THE SAGA OF GUDRID THE FAR-TRAVELER

by Nancy Marie Brown

Pub Date: June 15th, 2015
ISBN: 978-1-60898-189-2
Publisher: Namelos

A story inspired by medieval Icelandic sagas tells the life of Gudrid, a Viking woman who lived 1,000 years ago and whose life Brown told for adults in The Far Traveler (2007).

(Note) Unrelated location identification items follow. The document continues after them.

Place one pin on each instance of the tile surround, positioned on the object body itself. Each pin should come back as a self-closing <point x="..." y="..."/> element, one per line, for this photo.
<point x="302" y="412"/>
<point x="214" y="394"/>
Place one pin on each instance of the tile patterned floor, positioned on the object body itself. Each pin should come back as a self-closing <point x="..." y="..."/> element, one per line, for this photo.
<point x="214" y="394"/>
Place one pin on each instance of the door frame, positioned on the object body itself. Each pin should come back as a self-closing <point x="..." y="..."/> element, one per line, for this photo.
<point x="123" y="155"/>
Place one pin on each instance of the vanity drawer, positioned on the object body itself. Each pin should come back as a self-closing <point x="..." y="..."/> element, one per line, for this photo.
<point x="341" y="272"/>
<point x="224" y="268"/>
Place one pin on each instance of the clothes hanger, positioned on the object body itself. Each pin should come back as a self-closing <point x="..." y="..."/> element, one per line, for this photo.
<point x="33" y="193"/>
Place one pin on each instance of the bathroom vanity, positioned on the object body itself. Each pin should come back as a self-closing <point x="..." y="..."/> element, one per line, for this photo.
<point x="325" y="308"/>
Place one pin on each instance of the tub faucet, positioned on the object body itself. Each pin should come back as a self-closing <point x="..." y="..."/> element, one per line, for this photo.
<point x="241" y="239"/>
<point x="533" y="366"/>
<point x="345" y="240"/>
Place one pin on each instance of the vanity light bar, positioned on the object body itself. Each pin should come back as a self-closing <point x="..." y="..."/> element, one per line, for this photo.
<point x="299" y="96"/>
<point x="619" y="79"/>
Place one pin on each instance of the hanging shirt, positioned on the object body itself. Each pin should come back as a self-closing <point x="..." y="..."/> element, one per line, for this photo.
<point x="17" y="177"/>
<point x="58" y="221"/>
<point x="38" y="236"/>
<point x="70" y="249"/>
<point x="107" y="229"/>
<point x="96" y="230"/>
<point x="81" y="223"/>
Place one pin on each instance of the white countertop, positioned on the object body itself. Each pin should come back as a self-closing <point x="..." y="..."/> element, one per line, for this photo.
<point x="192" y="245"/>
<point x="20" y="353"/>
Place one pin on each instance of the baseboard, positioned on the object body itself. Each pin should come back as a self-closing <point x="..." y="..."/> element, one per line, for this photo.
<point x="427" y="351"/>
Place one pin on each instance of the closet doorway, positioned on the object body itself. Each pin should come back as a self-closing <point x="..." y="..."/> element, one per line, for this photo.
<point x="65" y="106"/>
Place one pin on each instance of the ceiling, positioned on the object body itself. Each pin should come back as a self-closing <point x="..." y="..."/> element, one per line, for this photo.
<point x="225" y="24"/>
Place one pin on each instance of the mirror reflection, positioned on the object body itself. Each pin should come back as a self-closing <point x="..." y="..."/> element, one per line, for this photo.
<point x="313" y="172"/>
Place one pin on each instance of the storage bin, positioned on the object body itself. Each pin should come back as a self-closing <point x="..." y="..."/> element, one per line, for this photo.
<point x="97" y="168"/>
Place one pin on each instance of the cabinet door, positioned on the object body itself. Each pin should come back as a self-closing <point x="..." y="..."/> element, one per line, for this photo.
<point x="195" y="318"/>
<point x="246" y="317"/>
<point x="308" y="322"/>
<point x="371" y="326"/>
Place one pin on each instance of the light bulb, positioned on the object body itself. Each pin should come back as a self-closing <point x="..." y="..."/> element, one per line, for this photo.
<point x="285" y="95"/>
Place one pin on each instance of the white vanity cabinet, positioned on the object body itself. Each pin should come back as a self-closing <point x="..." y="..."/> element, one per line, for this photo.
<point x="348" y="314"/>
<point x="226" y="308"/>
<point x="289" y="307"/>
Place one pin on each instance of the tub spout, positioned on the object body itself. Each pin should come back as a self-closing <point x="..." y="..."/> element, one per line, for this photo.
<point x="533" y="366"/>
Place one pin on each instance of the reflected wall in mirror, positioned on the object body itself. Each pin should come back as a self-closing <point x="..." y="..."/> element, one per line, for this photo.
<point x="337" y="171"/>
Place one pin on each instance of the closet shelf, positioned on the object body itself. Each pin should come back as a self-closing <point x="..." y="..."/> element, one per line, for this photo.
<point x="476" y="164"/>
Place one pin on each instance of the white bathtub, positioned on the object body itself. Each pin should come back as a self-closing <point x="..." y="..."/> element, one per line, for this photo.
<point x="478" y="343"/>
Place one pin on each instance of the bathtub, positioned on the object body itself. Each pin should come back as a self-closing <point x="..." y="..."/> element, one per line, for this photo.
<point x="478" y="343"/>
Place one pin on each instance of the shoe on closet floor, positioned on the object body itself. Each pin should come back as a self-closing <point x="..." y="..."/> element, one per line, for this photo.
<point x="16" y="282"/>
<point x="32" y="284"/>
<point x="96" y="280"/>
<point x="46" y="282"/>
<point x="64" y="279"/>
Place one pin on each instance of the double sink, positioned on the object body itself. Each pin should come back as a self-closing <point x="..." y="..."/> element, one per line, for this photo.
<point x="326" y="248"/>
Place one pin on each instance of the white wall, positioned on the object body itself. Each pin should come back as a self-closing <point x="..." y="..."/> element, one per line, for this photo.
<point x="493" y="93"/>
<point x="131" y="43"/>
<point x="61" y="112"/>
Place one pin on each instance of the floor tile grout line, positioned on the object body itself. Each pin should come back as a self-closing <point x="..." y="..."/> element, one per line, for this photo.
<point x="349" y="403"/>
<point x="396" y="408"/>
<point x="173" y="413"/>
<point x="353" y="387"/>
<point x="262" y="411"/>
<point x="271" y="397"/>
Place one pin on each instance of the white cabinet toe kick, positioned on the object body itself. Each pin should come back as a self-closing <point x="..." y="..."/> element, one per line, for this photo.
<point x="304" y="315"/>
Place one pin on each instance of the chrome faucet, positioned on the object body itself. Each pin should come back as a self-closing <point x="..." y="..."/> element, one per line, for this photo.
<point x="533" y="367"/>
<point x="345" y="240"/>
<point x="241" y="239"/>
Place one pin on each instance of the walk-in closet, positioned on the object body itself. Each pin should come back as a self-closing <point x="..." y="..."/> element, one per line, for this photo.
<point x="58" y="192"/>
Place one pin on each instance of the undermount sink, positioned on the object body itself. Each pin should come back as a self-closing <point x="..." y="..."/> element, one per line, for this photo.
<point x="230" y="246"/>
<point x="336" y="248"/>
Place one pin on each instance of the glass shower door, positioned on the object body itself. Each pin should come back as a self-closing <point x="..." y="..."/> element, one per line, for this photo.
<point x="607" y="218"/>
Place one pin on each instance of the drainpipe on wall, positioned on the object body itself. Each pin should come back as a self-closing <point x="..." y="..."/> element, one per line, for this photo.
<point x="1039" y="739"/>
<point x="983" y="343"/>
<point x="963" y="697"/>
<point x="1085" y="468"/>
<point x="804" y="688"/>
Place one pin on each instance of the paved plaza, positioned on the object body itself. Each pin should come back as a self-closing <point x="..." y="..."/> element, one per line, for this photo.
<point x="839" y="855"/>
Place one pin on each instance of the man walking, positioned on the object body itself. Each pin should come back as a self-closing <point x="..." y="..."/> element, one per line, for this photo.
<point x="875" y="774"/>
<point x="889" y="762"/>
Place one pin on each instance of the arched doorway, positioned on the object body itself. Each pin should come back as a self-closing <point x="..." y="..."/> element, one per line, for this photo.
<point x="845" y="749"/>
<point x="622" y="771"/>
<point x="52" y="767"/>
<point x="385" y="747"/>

The daughter of an Icelandic chieftain, Gudrid has been promised from birth to the son of Eirik the Red. Instead, she runs away with handsome Einar. When the couple’s ship wrecks on a rocky island, it is her slighted betrothed, Leif Eiriksson, homeward bound after a trading journey, who finds them. Gudrid, with the artful resourcefulness she displays throughout the book, convinces an unhappy Leif to both rescue them and accept their marriage. In the Viking world, it’s all about acquisition and alliance, and Gudrid, an intelligent, independent thinker, is no slouch in these departments. Over the course of the story, she marries three times—all men of her choosing—amasses a ship, a farm, and treasure of her own, and sails to Vinland (modern-day Newfoundland). Brown writes with admirable restraint; she doesn’t say Vikings didn’t know navigation using latitude and longitude, she simply doesn’t mention timepieces or compasses, instead offering their observations of wind and the habits of seabirds. Likewise, the unending chores of Gudrid’s daily life are delivered with an informational matter-of-factness that illuminates both the activity and the lifestyle.

Well-written, thoroughly researched and adventure-filled, this story of a determined and very human young woman is timeless.